どちらも4mからの巨人であり、強靭な肉体と魔法の力を有し、他の亜人種たちと強さの桁が違う。
そう、あくまで彼らが支配階級なのは、その強さ故である。
屈強なドワーフでも力で敵わず、魔法種族たるエルフとホビットも魔法力で敵わない。
いくら手先が器用で素早いとは言え、それだけでグラスランダーが敵うはずも無く、最弱種族は言わずもがな。
結果、支配階級である貴族は皆、神族と魔族なのである。
さすがに、歴史、神話と言った類の話は聞けなかった。
力が全てな上、その力で神族魔族が他の種族を圧倒、且つドワーフ、ホビットで数百年、エルフで1000年生きられない中、神族魔族は数千年を生きる。
偶然特別優れた伝説の魔法使い、伝説の戦士がエルやドワーフには生まれたかも知れないが、彼らが小さな領国を護り切れるのも、その伝説たちが生きている間だけ。
最強の神族魔族は、仮に一時そのエルフやドワーフに手を焼いたとしても、1000年待てば勝手に死ぬ。
神族魔族以外は、国すら維持出来無い。
だから現状、職人階級として生かされている亜人種たちには、余計な知識は与えられない。
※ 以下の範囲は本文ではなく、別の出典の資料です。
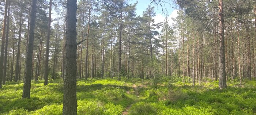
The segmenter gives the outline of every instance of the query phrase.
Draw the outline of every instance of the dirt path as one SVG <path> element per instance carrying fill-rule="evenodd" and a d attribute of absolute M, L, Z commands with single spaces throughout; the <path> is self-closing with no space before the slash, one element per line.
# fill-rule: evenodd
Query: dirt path
<path fill-rule="evenodd" d="M 137 86 L 136 86 L 136 85 L 135 84 L 133 84 L 132 85 L 132 88 L 134 89 L 134 91 L 135 92 L 135 93 L 136 94 L 136 96 L 137 97 L 139 97 L 139 92 L 138 92 L 138 88 L 137 87 Z M 132 107 L 132 104 L 131 104 L 129 106 L 125 108 L 125 110 L 123 112 L 122 115 L 125 115 L 128 114 L 128 111 L 129 109 L 130 109 L 131 107 Z"/>

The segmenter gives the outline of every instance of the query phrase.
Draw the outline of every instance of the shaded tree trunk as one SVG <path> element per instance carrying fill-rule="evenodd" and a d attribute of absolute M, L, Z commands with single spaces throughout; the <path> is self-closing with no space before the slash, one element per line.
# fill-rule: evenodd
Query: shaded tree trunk
<path fill-rule="evenodd" d="M 16 64 L 15 68 L 15 81 L 17 82 L 19 79 L 19 67 L 20 52 L 20 39 L 21 39 L 21 26 L 22 19 L 20 17 L 19 23 L 19 38 L 18 40 L 18 48 L 17 50 L 17 55 L 16 55 Z"/>
<path fill-rule="evenodd" d="M 67 0 L 63 115 L 77 114 L 76 0 Z"/>
<path fill-rule="evenodd" d="M 5 84 L 5 78 L 6 78 L 6 71 L 7 71 L 7 67 L 6 66 L 7 64 L 7 50 L 8 47 L 8 39 L 9 38 L 9 22 L 10 20 L 10 3 L 8 2 L 8 9 L 7 11 L 8 17 L 7 18 L 7 24 L 6 24 L 6 38 L 5 43 L 5 49 L 4 50 L 4 73 L 3 78 L 3 84 Z"/>
<path fill-rule="evenodd" d="M 1 55 L 0 55 L 0 88 L 2 88 L 2 80 L 3 75 L 3 68 L 4 65 L 4 43 L 5 40 L 5 27 L 7 19 L 7 8 L 8 8 L 8 0 L 5 0 L 5 8 L 4 9 L 4 22 L 3 24 L 3 30 L 2 31 L 2 42 L 1 46 Z"/>
<path fill-rule="evenodd" d="M 30 22 L 29 24 L 29 37 L 27 47 L 27 53 L 26 57 L 26 70 L 24 78 L 22 98 L 30 97 L 30 88 L 31 87 L 31 77 L 32 73 L 32 64 L 34 45 L 34 35 L 35 23 L 35 14 L 37 8 L 37 0 L 32 0 L 32 9 L 30 14 Z"/>
<path fill-rule="evenodd" d="M 12 81 L 12 77 L 13 76 L 13 66 L 14 63 L 14 42 L 15 40 L 15 22 L 14 23 L 14 28 L 13 30 L 13 42 L 12 42 L 12 67 L 11 70 L 11 77 L 10 77 L 10 81 Z"/>
<path fill-rule="evenodd" d="M 220 89 L 227 87 L 226 81 L 226 67 L 225 65 L 225 43 L 224 38 L 224 15 L 222 0 L 219 0 L 219 88 Z"/>
<path fill-rule="evenodd" d="M 85 57 L 85 79 L 88 77 L 88 42 L 89 42 L 90 15 L 91 15 L 91 0 L 89 0 L 89 15 L 88 16 L 88 27 L 87 29 L 87 39 L 86 39 L 86 55 Z"/>
<path fill-rule="evenodd" d="M 44 75 L 44 85 L 48 84 L 48 69 L 49 69 L 49 43 L 50 42 L 50 34 L 51 29 L 51 16 L 52 16 L 52 0 L 50 0 L 50 5 L 49 7 L 49 17 L 48 19 L 48 28 L 47 29 L 47 39 L 46 42 L 46 53 L 45 53 L 45 75 Z"/>

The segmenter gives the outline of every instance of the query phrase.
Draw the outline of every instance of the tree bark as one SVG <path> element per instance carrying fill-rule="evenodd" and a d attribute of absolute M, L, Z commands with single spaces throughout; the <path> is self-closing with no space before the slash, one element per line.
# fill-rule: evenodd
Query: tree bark
<path fill-rule="evenodd" d="M 224 15 L 222 0 L 219 0 L 219 88 L 222 89 L 227 87 L 226 81 L 225 65 L 225 43 L 224 38 Z"/>
<path fill-rule="evenodd" d="M 121 17 L 121 20 L 123 20 L 123 12 L 121 12 L 120 14 Z M 122 46 L 122 30 L 123 29 L 123 24 L 122 22 L 120 22 L 119 24 L 119 55 L 118 55 L 118 80 L 121 80 L 121 53 L 122 53 L 121 46 Z"/>
<path fill-rule="evenodd" d="M 13 76 L 13 66 L 14 63 L 14 42 L 15 40 L 15 28 L 16 28 L 15 26 L 15 22 L 14 22 L 14 28 L 13 30 L 13 42 L 12 42 L 12 67 L 11 69 L 11 76 L 10 77 L 10 81 L 12 81 L 12 77 Z"/>
<path fill-rule="evenodd" d="M 188 34 L 188 36 L 189 36 L 189 34 Z M 189 78 L 190 77 L 190 68 L 189 67 L 189 50 L 188 45 L 189 44 L 189 37 L 188 37 L 188 42 L 187 46 L 187 73 L 188 74 L 188 82 L 189 81 Z"/>
<path fill-rule="evenodd" d="M 3 78 L 3 84 L 5 84 L 5 78 L 6 78 L 6 71 L 7 70 L 7 67 L 6 66 L 7 64 L 7 50 L 8 47 L 8 39 L 9 38 L 9 22 L 10 21 L 10 3 L 8 2 L 8 9 L 7 11 L 8 17 L 7 18 L 7 24 L 6 24 L 6 38 L 5 41 L 5 49 L 4 50 L 4 74 Z"/>
<path fill-rule="evenodd" d="M 63 115 L 77 114 L 76 0 L 67 0 Z"/>
<path fill-rule="evenodd" d="M 182 83 L 185 83 L 184 79 L 184 72 L 185 70 L 185 66 L 184 63 L 185 62 L 185 59 L 184 58 L 184 21 L 183 19 L 183 14 L 182 14 Z"/>
<path fill-rule="evenodd" d="M 50 34 L 51 29 L 51 16 L 52 16 L 52 0 L 50 0 L 49 7 L 49 17 L 48 19 L 48 28 L 47 29 L 47 39 L 46 42 L 46 53 L 45 53 L 45 65 L 44 85 L 48 84 L 48 69 L 49 63 L 49 43 L 50 42 Z"/>
<path fill-rule="evenodd" d="M 88 16 L 88 27 L 87 29 L 87 39 L 86 39 L 86 55 L 85 57 L 85 79 L 88 77 L 88 42 L 89 42 L 90 15 L 91 15 L 91 0 L 89 0 L 89 15 Z"/>
<path fill-rule="evenodd" d="M 20 39 L 21 39 L 22 19 L 20 19 L 19 28 L 19 38 L 18 40 L 18 48 L 16 55 L 16 64 L 15 68 L 15 82 L 17 82 L 19 79 L 19 67 L 20 53 Z"/>
<path fill-rule="evenodd" d="M 65 13 L 65 17 L 67 15 L 67 12 Z M 66 37 L 65 37 L 65 35 L 66 35 L 66 18 L 65 18 L 65 20 L 64 21 L 64 37 L 63 37 L 63 39 L 64 39 L 63 40 L 63 54 L 62 54 L 62 63 L 61 63 L 61 77 L 62 77 L 62 79 L 64 80 L 64 78 L 65 78 L 64 76 L 65 76 L 65 68 L 64 66 L 65 66 L 65 43 L 66 42 Z"/>
<path fill-rule="evenodd" d="M 195 86 L 195 33 L 193 30 L 193 86 Z"/>
<path fill-rule="evenodd" d="M 32 0 L 32 9 L 30 14 L 30 22 L 29 24 L 29 37 L 27 47 L 27 53 L 26 57 L 26 70 L 24 78 L 22 98 L 30 97 L 30 88 L 31 87 L 31 77 L 32 73 L 32 63 L 34 45 L 34 35 L 35 23 L 35 14 L 37 8 L 37 0 Z"/>
<path fill-rule="evenodd" d="M 105 43 L 104 43 L 104 39 L 105 38 L 105 27 L 104 28 L 104 30 L 103 30 L 103 39 L 102 40 L 102 46 L 103 46 L 103 50 L 102 50 L 102 68 L 101 69 L 101 78 L 103 78 L 103 76 L 104 76 L 104 66 L 105 65 L 105 57 L 104 57 L 104 52 L 105 52 L 105 48 L 104 48 L 104 45 L 105 45 Z"/>
<path fill-rule="evenodd" d="M 4 22 L 3 24 L 3 30 L 2 31 L 2 42 L 1 46 L 1 55 L 0 55 L 0 88 L 2 88 L 2 80 L 3 75 L 4 55 L 4 43 L 5 40 L 5 27 L 7 19 L 7 8 L 8 8 L 8 0 L 5 0 L 5 8 L 4 9 Z"/>

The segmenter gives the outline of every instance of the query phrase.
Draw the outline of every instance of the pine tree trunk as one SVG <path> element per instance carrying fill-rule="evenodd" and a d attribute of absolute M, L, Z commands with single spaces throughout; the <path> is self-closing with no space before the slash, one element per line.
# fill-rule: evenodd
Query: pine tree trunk
<path fill-rule="evenodd" d="M 104 27 L 104 29 L 105 29 L 105 27 Z M 105 45 L 105 43 L 104 43 L 104 39 L 105 38 L 105 30 L 104 30 L 103 32 L 103 39 L 102 39 L 102 46 L 103 46 L 103 49 L 102 49 L 102 68 L 101 69 L 101 78 L 103 78 L 103 76 L 104 76 L 104 66 L 105 65 L 105 57 L 104 57 L 104 52 L 105 52 L 105 49 L 104 49 L 104 46 Z"/>
<path fill-rule="evenodd" d="M 83 11 L 83 20 L 84 18 L 84 12 Z M 83 40 L 83 23 L 82 24 L 82 40 Z M 79 78 L 81 79 L 82 78 L 82 54 L 83 54 L 83 42 L 81 43 L 81 54 L 80 55 L 80 65 L 79 66 Z"/>
<path fill-rule="evenodd" d="M 91 15 L 91 0 L 89 0 L 89 15 L 88 16 L 88 27 L 87 29 L 87 39 L 86 39 L 86 55 L 85 57 L 85 79 L 88 77 L 88 42 L 89 42 L 90 15 Z"/>
<path fill-rule="evenodd" d="M 219 0 L 219 88 L 220 89 L 227 87 L 226 81 L 226 68 L 225 65 L 225 43 L 224 38 L 224 16 L 222 0 Z"/>
<path fill-rule="evenodd" d="M 183 14 L 182 14 L 183 15 Z M 182 83 L 185 83 L 185 80 L 184 79 L 184 72 L 185 70 L 185 66 L 184 63 L 185 62 L 185 59 L 184 58 L 184 22 L 183 19 L 182 19 Z"/>
<path fill-rule="evenodd" d="M 45 53 L 45 74 L 44 74 L 44 85 L 48 84 L 48 70 L 49 65 L 49 44 L 50 43 L 50 34 L 51 29 L 51 16 L 52 16 L 52 0 L 50 0 L 50 5 L 49 7 L 49 17 L 48 19 L 48 28 L 47 29 L 47 39 L 46 43 L 46 53 Z"/>
<path fill-rule="evenodd" d="M 15 68 L 15 82 L 17 82 L 19 79 L 19 67 L 20 52 L 20 39 L 21 39 L 21 17 L 20 17 L 19 23 L 19 38 L 18 40 L 18 47 L 16 55 L 16 64 Z"/>
<path fill-rule="evenodd" d="M 123 12 L 121 12 L 120 16 L 121 16 L 121 19 L 123 19 Z M 119 24 L 119 53 L 118 53 L 118 80 L 121 80 L 121 53 L 122 53 L 121 46 L 122 46 L 122 30 L 123 28 L 123 24 L 122 22 L 120 22 Z"/>
<path fill-rule="evenodd" d="M 77 114 L 76 0 L 67 0 L 63 115 Z"/>
<path fill-rule="evenodd" d="M 65 66 L 65 43 L 66 42 L 66 37 L 65 37 L 65 35 L 66 35 L 66 19 L 65 18 L 65 16 L 67 15 L 67 12 L 65 12 L 65 20 L 64 21 L 64 37 L 63 37 L 63 49 L 62 50 L 62 63 L 61 63 L 61 77 L 62 77 L 62 79 L 64 80 L 64 79 L 65 78 L 65 68 L 64 68 L 64 66 Z"/>
<path fill-rule="evenodd" d="M 248 27 L 246 27 L 246 31 L 247 33 L 247 36 L 248 38 L 247 41 L 247 77 L 249 79 L 250 81 L 252 81 L 252 76 L 251 72 L 251 43 L 250 43 L 250 38 L 249 34 L 249 30 Z"/>
<path fill-rule="evenodd" d="M 189 36 L 189 34 L 188 34 L 188 36 Z M 188 45 L 189 43 L 189 37 L 187 37 L 188 39 L 188 43 L 187 44 L 187 74 L 188 74 L 188 82 L 189 82 L 189 77 L 190 77 L 190 68 L 189 67 L 189 48 L 188 48 Z"/>
<path fill-rule="evenodd" d="M 240 40 L 239 40 L 239 23 L 238 22 L 237 22 L 237 55 L 238 56 L 238 71 L 239 73 L 239 80 L 240 83 L 240 86 L 241 86 L 242 85 L 242 76 L 241 75 L 241 67 L 240 65 Z"/>
<path fill-rule="evenodd" d="M 13 42 L 12 42 L 12 67 L 11 67 L 11 76 L 10 77 L 10 81 L 12 81 L 12 77 L 13 76 L 13 66 L 14 65 L 14 42 L 15 42 L 15 28 L 16 26 L 15 26 L 15 22 L 14 23 L 14 30 L 13 30 Z"/>
<path fill-rule="evenodd" d="M 20 58 L 19 60 L 20 61 L 19 62 L 19 81 L 20 81 L 20 79 L 21 79 L 21 76 L 20 76 L 20 73 L 21 72 L 21 55 L 20 55 Z"/>
<path fill-rule="evenodd" d="M 195 33 L 193 30 L 193 86 L 195 86 Z"/>
<path fill-rule="evenodd" d="M 22 98 L 30 97 L 30 88 L 31 87 L 31 77 L 33 76 L 31 70 L 33 46 L 34 45 L 34 35 L 35 23 L 35 14 L 37 8 L 37 0 L 32 0 L 32 9 L 30 14 L 30 22 L 29 24 L 29 37 L 27 47 L 27 53 L 26 56 L 25 76 L 24 78 Z"/>
<path fill-rule="evenodd" d="M 5 78 L 6 78 L 6 71 L 7 71 L 7 67 L 6 66 L 7 64 L 7 50 L 8 47 L 8 39 L 9 38 L 9 22 L 10 21 L 10 3 L 8 2 L 8 9 L 7 18 L 7 24 L 6 24 L 6 38 L 5 41 L 5 49 L 4 50 L 4 73 L 3 78 L 3 84 L 5 84 Z"/>
<path fill-rule="evenodd" d="M 0 55 L 0 88 L 2 88 L 2 80 L 3 80 L 4 68 L 4 43 L 5 39 L 5 27 L 7 19 L 7 8 L 8 8 L 8 0 L 5 0 L 5 8 L 4 9 L 4 22 L 3 24 L 3 30 L 2 31 L 2 42 L 1 46 L 1 55 Z"/>

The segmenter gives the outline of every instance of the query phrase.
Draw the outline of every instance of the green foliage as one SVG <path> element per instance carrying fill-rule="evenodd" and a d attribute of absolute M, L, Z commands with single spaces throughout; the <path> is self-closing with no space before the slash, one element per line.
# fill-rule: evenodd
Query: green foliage
<path fill-rule="evenodd" d="M 245 81 L 242 87 L 234 80 L 219 90 L 218 81 L 195 87 L 174 77 L 161 77 L 157 84 L 151 80 L 132 79 L 125 83 L 111 79 L 78 80 L 78 115 L 252 115 L 256 113 L 255 81 Z M 207 81 L 207 82 L 206 82 Z M 142 85 L 143 83 L 143 85 Z M 138 89 L 132 88 L 133 83 Z M 32 81 L 31 98 L 21 99 L 23 83 L 7 82 L 0 89 L 0 114 L 61 115 L 62 80 Z M 124 91 L 123 91 L 124 86 Z M 127 109 L 128 108 L 128 109 Z"/>

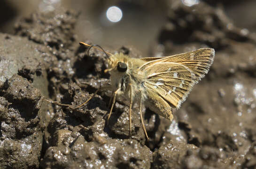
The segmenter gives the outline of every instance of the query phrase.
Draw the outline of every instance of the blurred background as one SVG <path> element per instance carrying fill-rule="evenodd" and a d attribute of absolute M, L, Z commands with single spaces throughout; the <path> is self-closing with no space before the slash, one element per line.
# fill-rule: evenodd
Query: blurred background
<path fill-rule="evenodd" d="M 176 0 L 187 6 L 207 3 L 220 7 L 236 26 L 253 32 L 256 30 L 256 0 Z M 166 23 L 169 1 L 2 0 L 0 31 L 13 33 L 15 23 L 33 12 L 47 12 L 65 8 L 80 12 L 76 27 L 78 40 L 86 38 L 112 48 L 120 47 L 121 44 L 132 46 L 146 56 Z"/>

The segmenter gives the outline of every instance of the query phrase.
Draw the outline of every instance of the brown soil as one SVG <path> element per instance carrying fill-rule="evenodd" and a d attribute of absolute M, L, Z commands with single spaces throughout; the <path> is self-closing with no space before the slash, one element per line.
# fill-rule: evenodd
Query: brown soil
<path fill-rule="evenodd" d="M 256 34 L 218 6 L 177 2 L 166 5 L 151 54 L 208 46 L 216 56 L 172 122 L 143 108 L 148 140 L 136 105 L 129 135 L 125 98 L 117 98 L 107 123 L 109 91 L 75 110 L 43 101 L 79 105 L 110 83 L 104 53 L 88 55 L 78 44 L 78 12 L 33 13 L 16 24 L 14 35 L 0 33 L 0 168 L 256 168 Z M 141 57 L 118 47 L 109 52 Z"/>

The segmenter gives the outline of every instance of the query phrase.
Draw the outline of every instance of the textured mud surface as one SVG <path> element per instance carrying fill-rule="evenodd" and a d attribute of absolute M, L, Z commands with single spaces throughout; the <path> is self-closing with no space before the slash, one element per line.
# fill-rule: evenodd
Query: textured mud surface
<path fill-rule="evenodd" d="M 152 56 L 208 46 L 216 56 L 172 122 L 143 108 L 148 140 L 136 105 L 129 135 L 125 98 L 117 99 L 107 124 L 110 91 L 76 109 L 43 101 L 75 107 L 110 83 L 104 53 L 88 55 L 78 44 L 78 13 L 33 13 L 16 23 L 15 35 L 0 34 L 0 168 L 255 168 L 255 34 L 218 7 L 177 2 L 168 4 Z M 141 56 L 116 47 L 108 52 Z"/>

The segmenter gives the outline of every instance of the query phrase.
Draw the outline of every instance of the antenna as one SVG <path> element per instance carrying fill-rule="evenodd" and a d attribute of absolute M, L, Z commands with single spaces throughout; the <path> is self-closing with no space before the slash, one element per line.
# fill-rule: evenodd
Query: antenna
<path fill-rule="evenodd" d="M 109 54 L 109 55 L 113 55 L 112 54 L 110 54 L 109 52 L 106 52 L 103 49 L 102 49 L 102 48 L 99 45 L 89 45 L 89 44 L 87 44 L 86 43 L 85 43 L 85 42 L 80 42 L 79 43 L 79 45 L 82 45 L 82 46 L 89 46 L 90 47 L 90 48 L 89 48 L 89 49 L 88 50 L 88 55 L 89 56 L 89 51 L 90 51 L 90 49 L 93 47 L 93 48 L 94 48 L 94 49 L 98 49 L 99 50 L 100 50 L 101 51 L 102 51 L 103 52 L 104 52 L 105 53 L 105 54 L 107 55 L 107 56 L 108 56 L 108 57 L 109 58 L 109 55 L 107 54 Z M 97 47 L 95 47 L 95 46 L 97 46 Z"/>

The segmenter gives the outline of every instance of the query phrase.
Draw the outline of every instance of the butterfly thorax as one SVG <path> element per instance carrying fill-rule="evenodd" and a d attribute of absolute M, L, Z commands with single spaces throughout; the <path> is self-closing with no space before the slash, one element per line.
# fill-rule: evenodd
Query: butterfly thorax
<path fill-rule="evenodd" d="M 128 96 L 131 90 L 133 98 L 141 94 L 141 92 L 145 91 L 143 90 L 143 83 L 146 80 L 146 75 L 138 71 L 138 69 L 145 62 L 122 53 L 110 56 L 108 63 L 113 91 L 120 89 L 118 94 Z"/>

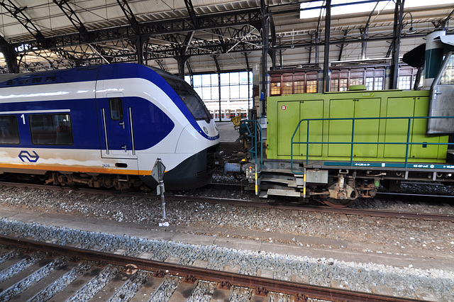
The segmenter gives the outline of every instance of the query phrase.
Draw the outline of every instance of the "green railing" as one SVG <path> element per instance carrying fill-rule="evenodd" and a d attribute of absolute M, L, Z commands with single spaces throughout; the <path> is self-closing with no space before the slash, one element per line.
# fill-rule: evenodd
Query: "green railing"
<path fill-rule="evenodd" d="M 290 153 L 290 167 L 292 172 L 294 174 L 302 174 L 301 172 L 295 172 L 293 171 L 293 145 L 306 145 L 306 164 L 309 164 L 309 145 L 311 144 L 321 144 L 321 145 L 350 145 L 350 167 L 353 167 L 353 146 L 355 145 L 406 145 L 406 151 L 405 151 L 405 164 L 404 167 L 408 167 L 408 160 L 409 160 L 409 146 L 412 145 L 453 145 L 454 142 L 410 142 L 411 138 L 411 130 L 412 121 L 416 119 L 429 119 L 429 118 L 440 118 L 440 119 L 445 119 L 445 118 L 454 118 L 454 116 L 409 116 L 409 117 L 381 117 L 381 118 L 305 118 L 299 121 L 298 123 L 298 125 L 293 133 L 293 135 L 292 135 L 292 146 L 291 146 L 291 153 Z M 355 142 L 355 121 L 360 120 L 407 120 L 407 131 L 406 131 L 406 142 Z M 349 142 L 311 142 L 309 141 L 309 122 L 314 121 L 351 121 L 352 122 L 352 128 L 351 128 L 351 140 Z M 294 138 L 297 133 L 299 133 L 299 130 L 301 123 L 306 122 L 307 125 L 307 130 L 306 130 L 306 142 L 294 142 Z"/>
<path fill-rule="evenodd" d="M 250 138 L 251 143 L 249 152 L 255 160 L 256 172 L 262 172 L 263 166 L 262 130 L 260 123 L 257 120 L 245 120 L 242 121 L 248 128 L 248 137 Z"/>

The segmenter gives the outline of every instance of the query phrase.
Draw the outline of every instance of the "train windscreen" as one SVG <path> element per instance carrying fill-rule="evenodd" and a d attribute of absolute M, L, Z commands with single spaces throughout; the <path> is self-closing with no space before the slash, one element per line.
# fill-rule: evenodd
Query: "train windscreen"
<path fill-rule="evenodd" d="M 191 85 L 182 79 L 163 70 L 156 68 L 153 68 L 153 69 L 162 77 L 177 94 L 178 94 L 196 121 L 205 120 L 207 123 L 209 123 L 209 121 L 213 118 L 211 113 L 210 113 L 204 101 L 200 99 L 200 96 L 199 96 Z"/>

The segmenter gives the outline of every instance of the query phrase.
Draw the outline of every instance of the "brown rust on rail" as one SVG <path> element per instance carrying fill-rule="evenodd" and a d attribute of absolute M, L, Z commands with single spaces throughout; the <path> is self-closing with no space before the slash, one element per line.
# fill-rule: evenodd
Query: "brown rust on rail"
<path fill-rule="evenodd" d="M 78 258 L 85 260 L 102 262 L 106 264 L 121 267 L 133 264 L 137 267 L 138 269 L 150 272 L 160 271 L 170 275 L 178 275 L 183 277 L 189 276 L 190 279 L 194 278 L 211 282 L 218 282 L 221 284 L 228 284 L 230 285 L 252 288 L 260 290 L 262 292 L 267 291 L 267 292 L 287 293 L 297 297 L 308 297 L 333 301 L 404 302 L 416 301 L 161 262 L 8 236 L 0 235 L 0 244 L 55 253 L 67 257 L 77 255 Z"/>

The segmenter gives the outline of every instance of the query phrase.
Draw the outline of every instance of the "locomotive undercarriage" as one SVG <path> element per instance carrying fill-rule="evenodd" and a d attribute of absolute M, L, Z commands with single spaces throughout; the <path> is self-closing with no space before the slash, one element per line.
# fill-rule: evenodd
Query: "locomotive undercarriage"
<path fill-rule="evenodd" d="M 375 197 L 380 186 L 399 191 L 402 181 L 451 184 L 454 175 L 433 170 L 345 169 L 265 161 L 257 181 L 248 179 L 248 189 L 254 190 L 257 182 L 261 197 L 314 197 L 331 206 L 345 207 L 358 198 Z"/>

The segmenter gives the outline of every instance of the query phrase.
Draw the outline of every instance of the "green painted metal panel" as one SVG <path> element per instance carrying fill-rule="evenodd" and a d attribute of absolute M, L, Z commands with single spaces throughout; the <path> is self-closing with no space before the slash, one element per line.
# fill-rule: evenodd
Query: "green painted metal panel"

ましてや、奴隷同然の人間族に至っては、教育すら必要とはされない。
そこから這い上がる事など、不可能であろう。
余程巧妙に隠された隠れ里などはあるのかも知れないが、基本裏アーデルヴァイトは神族魔族が力で支配する修羅の国。
知識を持ち得るのは、神族魔族だけだな。
仕方無い。それじゃあ、会いに行こうじゃないか。
取り敢えず、この街の支配者たちに。